In housing, there may be a rising tide, but it isn’t lifting all boats. According to data released today by the Federal Housing Finance Agency, prices were up 0.3% in February from the month before on a seasonally adjusted basis. Even better, prices in February were up 0.4% compared to a year ago, marking a pronounced turn in the market, since it’s the first time the FHFA index has risen year-over-year since July 2007. The numbers would seem positive if it weren’t for the fact that the S&P/Case-Shiller index, the other major housing price report, came out an hour before and was lousy.
Prices in 15 cities in the 20-city index were down from the previous year, leading to headlines like CNBC’s “U.S. Home Prices Drop for Sixth Straight Month” and Forbes’ “Case-Shiller shows U.S. Home Prices Hit Fresh Lows in February.”
On closer analysis, though, the market — and the divergence between the two reports — isn’t as confusing as it appears. The FHFA index catches far fewer distressed homes than Case-Shiller does. So FHFA reads that prices for “average” areas, without a lot of foreclosures, have come down 19% since the peak, while Case-Shiller, weighed down by foreclosures, shows that prices have come down 35%.
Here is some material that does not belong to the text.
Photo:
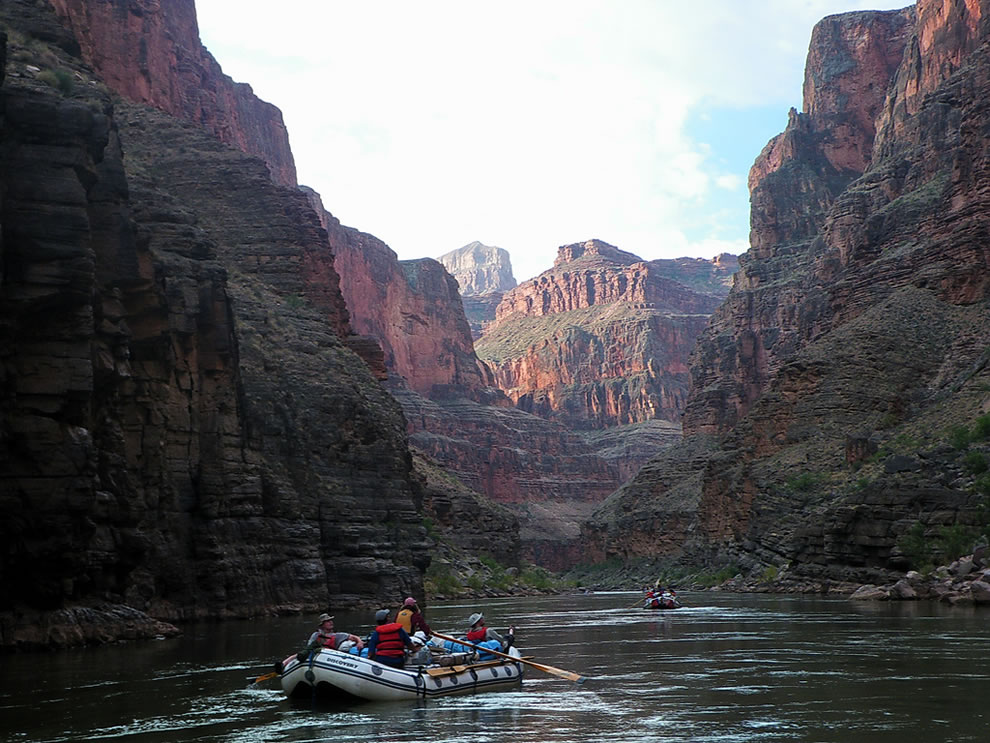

In other words, if you live in Dallas, which was never really reamed by a lot of foreclosures, the market isn’t that bad. (According to Case-Shiller, prices in Dallas are flat). If you live in a market where there have been a lot of foreclosures — let’s pick on Las Vegas — it’s terrible, with housing prices continuing to slide (down 8.5% year-over-year).
The poster child for “awful” in this month’s report is Atlanta, with prices down a dizzying 17.3% in February from the year before, according to Case-Shiller.
However, even regions weighed down by foreclosures eventually hit a floor, and that appears to be happening in Phoenix, which had seen a bubble of speculation collapse but has been in recovery for months now. In February, Phoenix prices were up 1.2% over the month before and up 3.3% year-over-year.
Miami, another spot where the vacation/second home market had taken a tumble, is up 0.6% over last month and up 0.8% over last year.
March sales of new single-family homes (think “homebuilder homes”) meanwhile, beat analyst expectations. I don’t love new home sales as a data point, because it’s such a small slice of the pie of the market, but it does say something about consumer confidence. New home sales in February were reported at an annual pace of 328,000, beating a Reuters consensus poll of 320,000.
That number is down 7.1% from the month before, but the new home sales numbers are often subject to later sizable revisions. The February number was just revised upward by 40,000, a 12% jump from what had been previously reported. I predict we’ll see a similar upward tug on the March number in just a few weeks.